Reuters reports that U.S. West Texas Intermediate (WTI) crude futures were sold at $61.18 a barrel at 0747 GMT, down 18 cents, or 0.3 percent, from their previous close.
Brent crude futures–where Nigeria’s oil is pegged–sold at $64.77 per barrel, down 18 cents, or 0.3 percent.
Both crude benchmarks dropped by around 1 percent in their Monday sessions.
Oil went above $60 a barrel in February and was as high as $67 per barrel in December of 2017.
On January 25 however, oil was trading for $66 per barrel, meaning that this week’s decline has been long in coming.
Oil prices would have plunged even lower if OPEC and Russia hadn’t placed a restraint on production to avoid a glut or oversupply.

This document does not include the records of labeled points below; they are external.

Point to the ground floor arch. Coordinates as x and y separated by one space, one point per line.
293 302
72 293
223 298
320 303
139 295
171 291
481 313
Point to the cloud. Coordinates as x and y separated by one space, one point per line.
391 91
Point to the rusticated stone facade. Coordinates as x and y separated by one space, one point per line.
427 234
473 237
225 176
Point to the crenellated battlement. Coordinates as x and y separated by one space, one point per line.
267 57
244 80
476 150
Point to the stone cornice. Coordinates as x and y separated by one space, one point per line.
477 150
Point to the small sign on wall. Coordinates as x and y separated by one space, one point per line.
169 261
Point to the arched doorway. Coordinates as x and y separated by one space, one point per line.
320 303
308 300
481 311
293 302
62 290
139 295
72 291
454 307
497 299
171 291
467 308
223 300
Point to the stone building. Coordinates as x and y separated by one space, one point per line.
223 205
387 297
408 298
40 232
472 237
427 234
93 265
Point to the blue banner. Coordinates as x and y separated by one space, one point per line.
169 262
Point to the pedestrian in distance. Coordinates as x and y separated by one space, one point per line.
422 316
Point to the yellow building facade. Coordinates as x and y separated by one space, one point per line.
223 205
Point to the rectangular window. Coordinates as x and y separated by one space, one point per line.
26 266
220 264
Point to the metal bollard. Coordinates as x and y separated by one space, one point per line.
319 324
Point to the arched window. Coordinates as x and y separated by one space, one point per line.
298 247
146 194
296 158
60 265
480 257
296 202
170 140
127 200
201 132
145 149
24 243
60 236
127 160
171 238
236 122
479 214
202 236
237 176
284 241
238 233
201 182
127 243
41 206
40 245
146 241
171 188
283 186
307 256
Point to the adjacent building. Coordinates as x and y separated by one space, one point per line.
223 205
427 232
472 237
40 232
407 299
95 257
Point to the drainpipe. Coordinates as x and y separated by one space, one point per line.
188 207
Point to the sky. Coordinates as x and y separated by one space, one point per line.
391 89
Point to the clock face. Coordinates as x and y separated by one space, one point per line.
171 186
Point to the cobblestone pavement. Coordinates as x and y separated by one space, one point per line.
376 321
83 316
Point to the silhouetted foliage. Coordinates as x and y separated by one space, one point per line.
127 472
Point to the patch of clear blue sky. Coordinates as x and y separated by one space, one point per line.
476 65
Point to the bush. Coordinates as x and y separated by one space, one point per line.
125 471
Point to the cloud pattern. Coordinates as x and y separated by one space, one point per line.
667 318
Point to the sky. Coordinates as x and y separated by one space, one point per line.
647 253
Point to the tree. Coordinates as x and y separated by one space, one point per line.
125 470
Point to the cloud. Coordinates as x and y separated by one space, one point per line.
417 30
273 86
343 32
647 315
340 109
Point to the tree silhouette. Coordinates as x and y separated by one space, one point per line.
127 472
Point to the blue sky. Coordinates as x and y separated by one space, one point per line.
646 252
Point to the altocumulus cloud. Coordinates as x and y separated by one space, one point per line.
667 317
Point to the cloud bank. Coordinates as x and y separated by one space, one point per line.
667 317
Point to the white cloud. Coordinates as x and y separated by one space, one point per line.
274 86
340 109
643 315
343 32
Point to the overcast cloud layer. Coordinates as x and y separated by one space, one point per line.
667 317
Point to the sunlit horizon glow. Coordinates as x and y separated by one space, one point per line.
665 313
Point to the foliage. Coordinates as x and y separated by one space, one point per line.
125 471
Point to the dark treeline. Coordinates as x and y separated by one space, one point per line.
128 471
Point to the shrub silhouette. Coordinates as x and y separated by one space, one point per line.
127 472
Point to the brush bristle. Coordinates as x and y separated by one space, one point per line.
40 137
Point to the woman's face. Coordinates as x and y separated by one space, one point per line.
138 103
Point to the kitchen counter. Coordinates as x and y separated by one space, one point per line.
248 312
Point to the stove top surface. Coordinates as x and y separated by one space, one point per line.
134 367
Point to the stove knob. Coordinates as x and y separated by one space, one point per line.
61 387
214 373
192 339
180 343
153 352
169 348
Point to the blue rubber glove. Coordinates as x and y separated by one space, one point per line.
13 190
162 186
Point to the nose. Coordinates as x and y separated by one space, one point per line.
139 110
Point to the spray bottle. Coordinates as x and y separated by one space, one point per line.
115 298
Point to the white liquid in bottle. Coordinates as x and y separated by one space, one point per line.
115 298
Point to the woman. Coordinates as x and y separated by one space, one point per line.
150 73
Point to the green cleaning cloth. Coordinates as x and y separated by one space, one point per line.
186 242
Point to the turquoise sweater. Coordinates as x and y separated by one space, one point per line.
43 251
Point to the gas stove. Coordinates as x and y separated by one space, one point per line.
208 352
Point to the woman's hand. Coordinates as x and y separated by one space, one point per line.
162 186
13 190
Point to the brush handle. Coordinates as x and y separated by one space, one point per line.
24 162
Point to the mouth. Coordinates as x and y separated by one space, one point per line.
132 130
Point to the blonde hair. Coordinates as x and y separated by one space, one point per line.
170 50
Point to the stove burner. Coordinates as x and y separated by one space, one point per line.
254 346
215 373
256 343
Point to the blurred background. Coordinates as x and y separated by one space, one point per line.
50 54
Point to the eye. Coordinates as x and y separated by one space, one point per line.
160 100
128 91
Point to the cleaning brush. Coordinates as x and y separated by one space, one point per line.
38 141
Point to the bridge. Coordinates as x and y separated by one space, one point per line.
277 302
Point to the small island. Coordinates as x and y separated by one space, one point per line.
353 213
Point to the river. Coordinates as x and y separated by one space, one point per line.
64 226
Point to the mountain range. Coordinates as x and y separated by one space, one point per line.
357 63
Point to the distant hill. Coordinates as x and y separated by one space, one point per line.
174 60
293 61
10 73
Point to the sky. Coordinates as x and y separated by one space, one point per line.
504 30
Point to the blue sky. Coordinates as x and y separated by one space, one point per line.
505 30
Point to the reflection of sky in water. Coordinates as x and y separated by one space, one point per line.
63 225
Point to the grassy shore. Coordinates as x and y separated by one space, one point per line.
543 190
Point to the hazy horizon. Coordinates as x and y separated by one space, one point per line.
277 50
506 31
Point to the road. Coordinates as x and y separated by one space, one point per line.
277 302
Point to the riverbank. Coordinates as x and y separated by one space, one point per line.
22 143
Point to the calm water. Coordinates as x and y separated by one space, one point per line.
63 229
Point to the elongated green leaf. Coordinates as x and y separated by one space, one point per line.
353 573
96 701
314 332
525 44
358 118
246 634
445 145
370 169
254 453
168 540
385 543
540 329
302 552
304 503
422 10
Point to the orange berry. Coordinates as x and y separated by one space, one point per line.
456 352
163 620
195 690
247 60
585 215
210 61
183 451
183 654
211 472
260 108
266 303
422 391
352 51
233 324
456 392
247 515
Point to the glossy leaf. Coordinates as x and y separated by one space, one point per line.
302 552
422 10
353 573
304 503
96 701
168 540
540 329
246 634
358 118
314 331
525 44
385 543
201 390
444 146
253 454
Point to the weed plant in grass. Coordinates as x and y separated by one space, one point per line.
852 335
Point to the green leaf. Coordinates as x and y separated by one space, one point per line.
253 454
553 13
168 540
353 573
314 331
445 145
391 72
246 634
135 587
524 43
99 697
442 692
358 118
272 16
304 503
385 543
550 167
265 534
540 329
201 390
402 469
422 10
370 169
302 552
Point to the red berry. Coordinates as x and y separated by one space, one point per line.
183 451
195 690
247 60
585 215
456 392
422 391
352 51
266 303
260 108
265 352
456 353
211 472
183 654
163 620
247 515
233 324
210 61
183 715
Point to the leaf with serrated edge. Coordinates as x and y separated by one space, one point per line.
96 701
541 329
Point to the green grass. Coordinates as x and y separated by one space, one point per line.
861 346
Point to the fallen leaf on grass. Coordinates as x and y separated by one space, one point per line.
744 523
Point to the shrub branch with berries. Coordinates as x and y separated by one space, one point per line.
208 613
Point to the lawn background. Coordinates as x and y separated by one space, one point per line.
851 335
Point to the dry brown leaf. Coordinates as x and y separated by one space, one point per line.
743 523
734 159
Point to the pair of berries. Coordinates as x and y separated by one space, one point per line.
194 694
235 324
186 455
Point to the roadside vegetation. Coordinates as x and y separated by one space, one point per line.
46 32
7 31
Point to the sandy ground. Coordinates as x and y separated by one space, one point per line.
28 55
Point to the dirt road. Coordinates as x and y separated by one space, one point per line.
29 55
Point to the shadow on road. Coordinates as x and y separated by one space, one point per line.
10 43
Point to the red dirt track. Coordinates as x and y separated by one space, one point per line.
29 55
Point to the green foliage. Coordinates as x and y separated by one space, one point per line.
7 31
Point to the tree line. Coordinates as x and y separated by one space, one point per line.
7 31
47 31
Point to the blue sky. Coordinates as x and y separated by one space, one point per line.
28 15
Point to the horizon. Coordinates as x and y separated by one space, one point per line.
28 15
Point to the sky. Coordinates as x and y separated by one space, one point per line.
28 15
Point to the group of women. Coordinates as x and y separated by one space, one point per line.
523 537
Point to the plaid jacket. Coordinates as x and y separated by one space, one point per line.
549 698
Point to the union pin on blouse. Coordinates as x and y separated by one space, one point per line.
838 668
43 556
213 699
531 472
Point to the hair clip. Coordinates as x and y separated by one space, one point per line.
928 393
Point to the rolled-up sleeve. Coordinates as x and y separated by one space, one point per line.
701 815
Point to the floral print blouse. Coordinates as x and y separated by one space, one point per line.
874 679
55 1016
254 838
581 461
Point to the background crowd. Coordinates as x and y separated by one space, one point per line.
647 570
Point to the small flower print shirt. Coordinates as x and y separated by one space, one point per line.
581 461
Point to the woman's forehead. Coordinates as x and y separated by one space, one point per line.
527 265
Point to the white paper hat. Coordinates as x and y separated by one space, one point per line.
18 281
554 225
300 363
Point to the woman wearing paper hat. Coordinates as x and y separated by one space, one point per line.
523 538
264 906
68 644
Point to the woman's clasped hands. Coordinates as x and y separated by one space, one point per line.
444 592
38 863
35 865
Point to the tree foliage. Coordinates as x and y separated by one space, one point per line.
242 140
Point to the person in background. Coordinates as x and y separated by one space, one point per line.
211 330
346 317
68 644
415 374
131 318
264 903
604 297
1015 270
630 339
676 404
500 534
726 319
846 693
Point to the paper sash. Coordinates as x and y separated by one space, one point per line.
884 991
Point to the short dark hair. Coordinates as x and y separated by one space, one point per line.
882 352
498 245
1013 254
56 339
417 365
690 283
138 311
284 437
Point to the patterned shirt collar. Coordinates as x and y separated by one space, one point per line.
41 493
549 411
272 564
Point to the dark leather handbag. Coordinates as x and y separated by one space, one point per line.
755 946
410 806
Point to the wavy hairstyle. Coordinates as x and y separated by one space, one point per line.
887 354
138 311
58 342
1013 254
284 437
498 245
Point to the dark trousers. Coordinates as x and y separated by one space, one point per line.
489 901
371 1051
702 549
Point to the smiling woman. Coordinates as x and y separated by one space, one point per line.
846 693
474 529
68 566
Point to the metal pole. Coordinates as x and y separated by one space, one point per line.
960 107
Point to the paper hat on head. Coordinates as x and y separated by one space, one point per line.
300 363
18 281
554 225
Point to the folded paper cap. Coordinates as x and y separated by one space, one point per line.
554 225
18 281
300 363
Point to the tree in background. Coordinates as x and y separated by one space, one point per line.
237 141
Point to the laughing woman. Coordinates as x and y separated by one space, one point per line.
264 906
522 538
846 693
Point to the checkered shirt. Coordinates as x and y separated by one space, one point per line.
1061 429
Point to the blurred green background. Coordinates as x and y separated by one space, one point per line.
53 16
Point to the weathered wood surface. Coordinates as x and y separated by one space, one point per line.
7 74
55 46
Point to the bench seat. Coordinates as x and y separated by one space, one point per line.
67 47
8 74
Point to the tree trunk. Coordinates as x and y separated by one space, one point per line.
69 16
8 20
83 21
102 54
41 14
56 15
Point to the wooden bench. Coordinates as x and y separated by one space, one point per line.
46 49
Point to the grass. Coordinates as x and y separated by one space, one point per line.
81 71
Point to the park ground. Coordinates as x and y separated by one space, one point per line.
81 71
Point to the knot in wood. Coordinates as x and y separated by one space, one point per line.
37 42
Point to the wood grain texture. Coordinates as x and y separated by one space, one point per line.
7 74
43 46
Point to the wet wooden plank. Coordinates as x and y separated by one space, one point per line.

The United States Shale Oil production is adding to the oversupply worries for countries like Nigeria where crude oil accounts for over 70 percent of government revenue and a chunk of GDP.
U.S. Shale production is expected to rise above 11 million bpd by late 2018, taking the top spot from Russia, according to the International Energy Agency (IEA).
“Oil prices pulled back yesterday as basic fundamentals of oversupply continued to worry the markets,” said Sukrit Vijayakar, director of energy consultancy Trifecta.
“Oil prices moved lower … after (the) Energy Information Administration published a report that crude production from seven major U.S. shale plays is expected to see a climb,” said Stephen Innes who is head of trading for Asia/Pacific at futures brokerage OANDA in Singapore.
President Muhammadu Buhari and his team have been praying for higher oil prices in order to rebuild dilapidated infrastructure and revive a failing economy.